Reviewed by Maciste_Brother 4 / 10

PROJECT X, the granddaddy of the cyperpunk genre?

I finally saw William Castle's PROJECT X the other night and I was surprised by the story-line. It reminded me a lot of JOHNNY MNEMONIC or THE MATRIX and the whole cyberpunk genre of films or books. PROJECT X is seriously outdated because of the FX and the boring and cheap production values, which makes this movie look like a standard 1960s TV movie. But the story itself screams William Gibson: it's about retrieving some memory from a spy (played by Christopher George) who's suffering from amnesia and who might have the information about Asia's attempt to destroy the West. The amnesia was artificially induced in the spy by someone in order to prevent the information from reaching the authorities in the West. When the film starts, the spy is incased in some coffin-like chamber and he's in suspended animation. Scientists revive the spy and try to get that memory from his amnesiac mind with a holographic device that can see inside the man's mind when he's sleeping. The scientists also recreate a 'virtual reality" setting that looks like something from the 1960s where the scientists hope the spy will be duped and eventually hand them the missing memory (the spy knows a lot about history, which is the explanation for the elaborate set-up. It's also cheaper this way. No expensive futuristic sets. LOL!). Of course, someone tries to botch the scientists attempt to save the world. The story is filled with details like biowarfare, overpopulation, infertility, etc. The identity of the spy is repeatedly changed by the scientists, who keep referring to these new virtual personalities of his as a MATRIX!

JOHNNY MNEMONIC is basically an unofficial remake of PROJECT X. In JOHNNY MNEMONIC, the whole world is suffering from some sort of condition called Nerve Attenuation Syndrome. Keanu Reeves has information implanted in his brain (which has a chip) that could cure NAS. Keanu got this implanted info in Beijing and he only has 24 hours to bring the vital info to the scientists in the US. William Gibson basically reworked the ideas found in PROJECT X and updated them for JOHNNY MNEMONIC. For instance, In JOHNNY MNEMONIC, the world is already suffering from something and the cure is from Asia. In PROJECT X, the threat is from Asia and it's some sort of virus/biochemical/nerve weapon. And the action in both stories are governed by some sort of limited timeline.

While watching the film, I had a vivid sense of deja vu. The whole idea of advanced technology capable of controlling memories, and the "reality vs virtual reality" aspect seen in PROJECT X are the basic ingredients of the whole cyberpunk genre. PROJECT X was very familiar and yet, thanks to the look of the movie, very outdated too. As a movie, PROJECT X is not that good but it's interesting to see where the whole idea of memory manipulation started from.

Reviewed by santafesheriff 10 / 10

Classic 1960s sci fi adventure.

MASTERFUL performances from Christopher George (as always) and newcomer Greta Baldwin make this William Castle Sci-fi adventure truly exciting, innovative, classic space adventure with a deep message and meaning.

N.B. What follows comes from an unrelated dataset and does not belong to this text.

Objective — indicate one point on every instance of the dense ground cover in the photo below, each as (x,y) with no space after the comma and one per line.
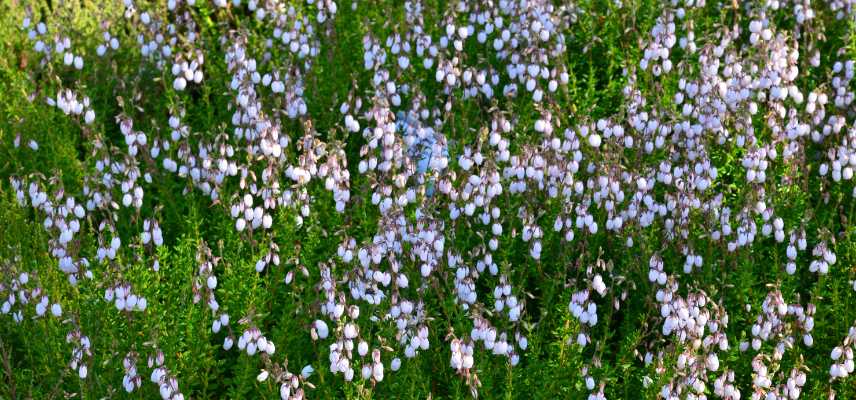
(384,199)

Monte Markham adds another polished performance to his long list of superb acting film and TV credits. The film is way ahead of its time 1968 and deserved Oscar recognition. A truly well made, beautifully acted gem. Christopher George one of the greatest 60s/70s tough action leading men gives another epic, dedicated performance that put to shame other so called major stars. To correct some imbecile comments it is the presence and acting ability of stars like Christopher George, Audie Murphy and similar leading action men that make a film watchable and memorable.